Filed under: Consumer experience, Google (GOOG)
Recently, TiVO (NASDAQ: TIVO) announced a partnership with Google (NASDAQ: GOOG) that is likely to massively expand both its own viewership and that of Google’s YouTube. Apparently, TiVo has plans to make it possible for YouTube subscribers to view their videos directly on their televisions. Viewers will access their YouTube accounts from their TiVo boxes and will be able to create and display customized playlists.
On the one hand, this seems like a masterstroke. After all, I can’t count the number of times that I’ve found myself with a group of friends clustered around a tiny little computer screen, watching a commercial from the sixties, a film trailer, or a segment of Saturday Night Live. Half the joy of finding these little gems is sharing them with friends and loved ones, and that’s a lot easier to do on a huge screen.
On the other hand, YouTube videos tend to be very small and have low-resolution, which makes them ideal for the internet.

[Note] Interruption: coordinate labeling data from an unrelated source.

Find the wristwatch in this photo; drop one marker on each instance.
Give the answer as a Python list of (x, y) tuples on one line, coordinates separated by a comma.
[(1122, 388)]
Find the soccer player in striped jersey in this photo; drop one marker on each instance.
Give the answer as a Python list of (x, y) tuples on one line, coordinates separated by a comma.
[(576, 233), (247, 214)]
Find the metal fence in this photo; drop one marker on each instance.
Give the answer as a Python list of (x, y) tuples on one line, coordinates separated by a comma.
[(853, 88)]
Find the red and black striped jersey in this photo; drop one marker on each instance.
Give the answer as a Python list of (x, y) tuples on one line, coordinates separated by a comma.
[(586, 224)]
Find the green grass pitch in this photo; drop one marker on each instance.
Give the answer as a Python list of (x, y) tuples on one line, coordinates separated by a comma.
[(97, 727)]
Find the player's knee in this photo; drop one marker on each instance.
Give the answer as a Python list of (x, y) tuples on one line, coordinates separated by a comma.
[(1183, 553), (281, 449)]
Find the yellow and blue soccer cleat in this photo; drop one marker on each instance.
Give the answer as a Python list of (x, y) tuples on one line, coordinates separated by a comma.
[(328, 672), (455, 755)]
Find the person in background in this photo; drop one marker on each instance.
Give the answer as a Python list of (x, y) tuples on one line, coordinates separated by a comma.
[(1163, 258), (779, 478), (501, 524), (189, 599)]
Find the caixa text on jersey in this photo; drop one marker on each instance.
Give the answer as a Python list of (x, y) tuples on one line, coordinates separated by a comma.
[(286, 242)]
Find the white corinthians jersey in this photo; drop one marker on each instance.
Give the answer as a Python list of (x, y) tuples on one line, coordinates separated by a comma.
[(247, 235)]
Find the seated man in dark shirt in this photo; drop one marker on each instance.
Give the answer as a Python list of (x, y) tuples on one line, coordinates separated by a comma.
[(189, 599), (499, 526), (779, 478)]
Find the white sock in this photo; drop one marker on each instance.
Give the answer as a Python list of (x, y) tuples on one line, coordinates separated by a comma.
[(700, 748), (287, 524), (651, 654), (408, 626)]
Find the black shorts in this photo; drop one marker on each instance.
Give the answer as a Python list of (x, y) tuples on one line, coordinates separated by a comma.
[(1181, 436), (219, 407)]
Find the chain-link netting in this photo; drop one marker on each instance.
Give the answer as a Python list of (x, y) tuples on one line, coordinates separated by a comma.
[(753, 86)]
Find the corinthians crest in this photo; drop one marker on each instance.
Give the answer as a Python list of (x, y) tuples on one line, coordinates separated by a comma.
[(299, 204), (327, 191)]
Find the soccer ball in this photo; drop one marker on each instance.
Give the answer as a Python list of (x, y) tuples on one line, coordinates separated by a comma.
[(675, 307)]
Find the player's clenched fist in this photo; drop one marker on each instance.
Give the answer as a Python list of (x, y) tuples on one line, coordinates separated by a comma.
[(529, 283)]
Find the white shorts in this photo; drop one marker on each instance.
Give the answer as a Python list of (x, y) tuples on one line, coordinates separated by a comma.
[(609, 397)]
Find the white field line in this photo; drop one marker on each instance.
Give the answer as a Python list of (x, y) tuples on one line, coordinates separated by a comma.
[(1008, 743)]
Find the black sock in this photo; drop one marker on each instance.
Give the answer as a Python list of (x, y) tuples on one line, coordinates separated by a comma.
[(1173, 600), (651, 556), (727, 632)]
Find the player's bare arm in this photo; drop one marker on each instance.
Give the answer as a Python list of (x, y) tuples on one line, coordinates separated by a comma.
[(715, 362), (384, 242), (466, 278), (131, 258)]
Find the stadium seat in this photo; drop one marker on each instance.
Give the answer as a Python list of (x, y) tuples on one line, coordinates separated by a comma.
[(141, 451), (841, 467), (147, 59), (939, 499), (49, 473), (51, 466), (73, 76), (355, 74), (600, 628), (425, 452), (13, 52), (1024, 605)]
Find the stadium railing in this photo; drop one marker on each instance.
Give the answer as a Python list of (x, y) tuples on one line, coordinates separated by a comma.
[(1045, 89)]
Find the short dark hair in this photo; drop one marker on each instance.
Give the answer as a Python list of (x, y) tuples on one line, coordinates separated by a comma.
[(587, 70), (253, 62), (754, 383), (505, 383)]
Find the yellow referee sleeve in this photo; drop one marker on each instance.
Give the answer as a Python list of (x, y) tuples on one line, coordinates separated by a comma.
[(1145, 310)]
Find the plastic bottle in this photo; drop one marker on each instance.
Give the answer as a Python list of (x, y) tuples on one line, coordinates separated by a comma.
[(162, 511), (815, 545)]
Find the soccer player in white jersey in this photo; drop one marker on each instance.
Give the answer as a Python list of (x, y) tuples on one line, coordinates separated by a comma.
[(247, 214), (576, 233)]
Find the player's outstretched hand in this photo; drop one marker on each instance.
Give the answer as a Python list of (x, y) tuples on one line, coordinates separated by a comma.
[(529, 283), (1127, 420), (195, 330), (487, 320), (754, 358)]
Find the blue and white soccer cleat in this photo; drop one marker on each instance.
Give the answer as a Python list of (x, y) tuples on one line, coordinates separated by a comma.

They can be quickly and easily uploaded, and the miniscule viewing area of the average computer screen makes their poor resolution a minor problem. However, transferring these tiny videos to a 32-inch television screen will render them practically unviewable. I have a crystal-clear vision of nostalgia-hounds and techno-geeks around the country squinting at televisions while asking themselves if they’re looking at images of an Elliot Spitzer press conference or footage of a giant boob. The answer, of course, is what’s the difference?
(I know, cheap shot!).
Developers are already preparing what is sure to be a veritable Aladin’s cave of extras and I imagine that they will address this problem in one way or another, but it’s hard to get beyond the fact that YouTube, for all its wondrousness, might be limited to one type of venue.
Bruce Watson is a freelance writer, blogger, and all-around cheapskate. YouTube has already cost him thousands of man-hours worth of work (and counting).